Proof. By definition, a 100(1-\alpha)\% credible region for \theta_j is any set \mathcal{A}_j(\mathbf{y}) such that \int I\{\theta_j \in \mathcal{A}_j(\mathbf{y})\} p(\boldsymbol{\theta}|\mathbf{y})\,d\boldsymbol{\theta}= 1 - \alpha.
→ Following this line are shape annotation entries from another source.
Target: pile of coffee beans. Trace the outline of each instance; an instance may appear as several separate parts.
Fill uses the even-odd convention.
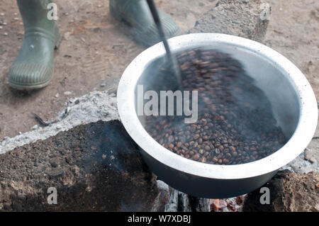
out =
[[[182,116],[147,117],[145,129],[163,147],[203,163],[239,164],[286,143],[269,100],[237,60],[201,48],[177,57],[184,89],[198,91],[198,119],[185,124]]]

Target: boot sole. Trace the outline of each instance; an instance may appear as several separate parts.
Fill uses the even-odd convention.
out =
[[[60,45],[62,40],[62,37],[60,33],[57,24],[55,29],[55,33],[56,38],[55,38],[55,43],[54,50],[56,50],[60,47]],[[14,84],[14,83],[9,81],[9,86],[15,89],[20,90],[20,91],[24,91],[24,90],[30,91],[30,90],[33,90],[33,89],[40,89],[47,86],[51,81],[52,77],[53,77],[53,72],[52,72],[52,76],[51,77],[51,79],[46,81],[41,84],[30,84],[30,85],[21,85],[21,84]]]
[[[123,22],[128,27],[132,29],[132,30],[134,33],[134,39],[139,43],[140,44],[145,46],[145,47],[150,47],[156,43],[155,43],[154,41],[150,41],[148,42],[147,40],[145,40],[145,38],[143,38],[143,34],[140,32],[140,30],[138,28],[134,28],[130,23],[130,22],[128,22],[128,21],[125,20],[123,18],[125,18],[125,15],[123,15],[122,13],[118,12],[118,10],[116,10],[115,9],[114,6],[113,6],[112,5],[110,5],[110,12],[111,14],[115,18],[116,18],[118,21],[119,21],[120,22]],[[128,31],[127,32],[128,35],[132,35],[128,33]],[[172,35],[172,37],[175,37],[177,35],[181,35],[180,30],[179,30],[178,32],[177,32],[176,33],[173,34]],[[160,43],[160,41],[159,41]]]

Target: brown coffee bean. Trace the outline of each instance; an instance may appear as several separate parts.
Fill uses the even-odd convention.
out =
[[[193,156],[193,159],[195,161],[198,161],[201,157],[198,154],[195,154],[194,156]]]
[[[145,117],[145,128],[160,144],[181,156],[220,164],[260,159],[284,145],[264,94],[237,60],[201,48],[181,52],[177,57],[184,88],[200,91],[198,120],[185,125],[179,123],[181,118]]]

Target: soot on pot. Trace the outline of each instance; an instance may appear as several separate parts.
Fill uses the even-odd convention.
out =
[[[286,142],[270,102],[242,64],[228,54],[198,48],[177,55],[184,90],[198,91],[198,118],[147,116],[145,129],[187,159],[239,164],[262,159]]]

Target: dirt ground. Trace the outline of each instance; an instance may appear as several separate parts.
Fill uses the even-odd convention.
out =
[[[185,33],[217,1],[156,1]],[[54,78],[42,90],[17,92],[9,87],[7,77],[23,28],[13,2],[0,1],[0,140],[30,130],[37,123],[31,111],[47,120],[60,112],[68,98],[116,87],[125,67],[144,50],[129,35],[128,28],[111,17],[108,1],[57,0],[64,38],[55,52]],[[319,1],[268,2],[272,16],[264,43],[303,72],[319,98]]]
[[[158,194],[118,120],[81,125],[1,154],[0,179],[0,212],[150,211]],[[47,203],[50,187],[57,205]]]

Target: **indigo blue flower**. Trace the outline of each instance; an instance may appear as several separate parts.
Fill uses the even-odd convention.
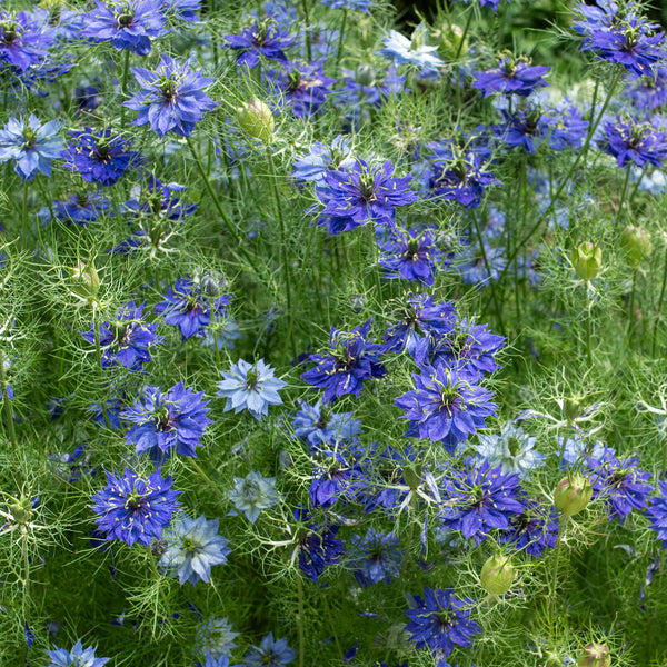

The coverage probability is defined as \int I\{\theta_j \in \mathcal{A}_j(\mathbf{y})\} p(\mathbf{y}| \boldsymbol{\theta})d\mathbf{y}.

Coverage Theorem

The average coverage, integrated with respect to the prior p(\boldsymbol{\theta}), is therefore \begin{aligned} \int \int I\{\theta_j \in \mathcal{A}_j(\mathbf{y})\} p(\mathbf{y}| \boldsymbol{\theta}) p(\boldsymbol{\theta}) d\mathbf{y}d\boldsymbol{\theta} &= \int \int I\{\theta_j \in \mathcal{A}_j(\mathbf{y})\} p(\boldsymbol{\theta}| \mathbf{y}) p(\mathbf{y}) d\mathbf{y}d\boldsymbol{\theta}\\ &= \int \int I\{\theta_j \in \mathcal{A}_j(\mathbf{y})\} p(\boldsymbol{\theta}| \mathbf{y}) d\boldsymbol{\theta}\, p(\mathbf{y}) d\mathbf{y}\\ &= \int (1 - \alpha) p(\mathbf{y}) d\mathbf{y}\\ &= 1 - \alpha. \end{aligned} Thus, the average coverage equals the nominal coverage.

MCP Example

Full Conditional Posterior

  • The full conditional posterior for \beta_j is defined as the distribution for \beta_j conditional on \boldsymbol{\beta}_{-j} = \widehat{\boldsymbol{\beta}}_{-j}(\lambda).

  • The partial residuals, \mathbf{r}_{j}, are then defined as \mathbf{y}- \mathbf{X}_{-j}\hat{\boldsymbol{\beta}}_{-j}(\lambda).

  • A normal likelihood and Laplace prior are not conjugate.

\begin{aligned} p(\beta_j | \boldsymbol{\beta}_{-j}) &\propto \begin{cases} C_{-} \exp\{-\frac{n}{2\sigma^2} (\beta_j - (z_j + \lambda))^2\}, \text{ if } \beta_j < 0, \\ C_{+} \exp\{-\frac{n}{2\sigma^2} (\beta_j - (z_j - \lambda))^2\}, \text{ if } \beta_j \geq 0 \\ \end{cases} \end{aligned} where C_{-} = \exp(z_j \lambda n/\sigma^2), C_{+} = \exp(-z_j \lambda n/\sigma^2), z_{j} = \frac{1}{n} \mathbf{x}_{j}^{T}\mathbf{r}_{j}, and assuming that \mathbf{X} has been standardized s.t. \mathbf{x}_j^T\mathbf{x}_j = n.

  • This formulation is attractive because it allows efficient computation of quantiles from the full conditional posterior.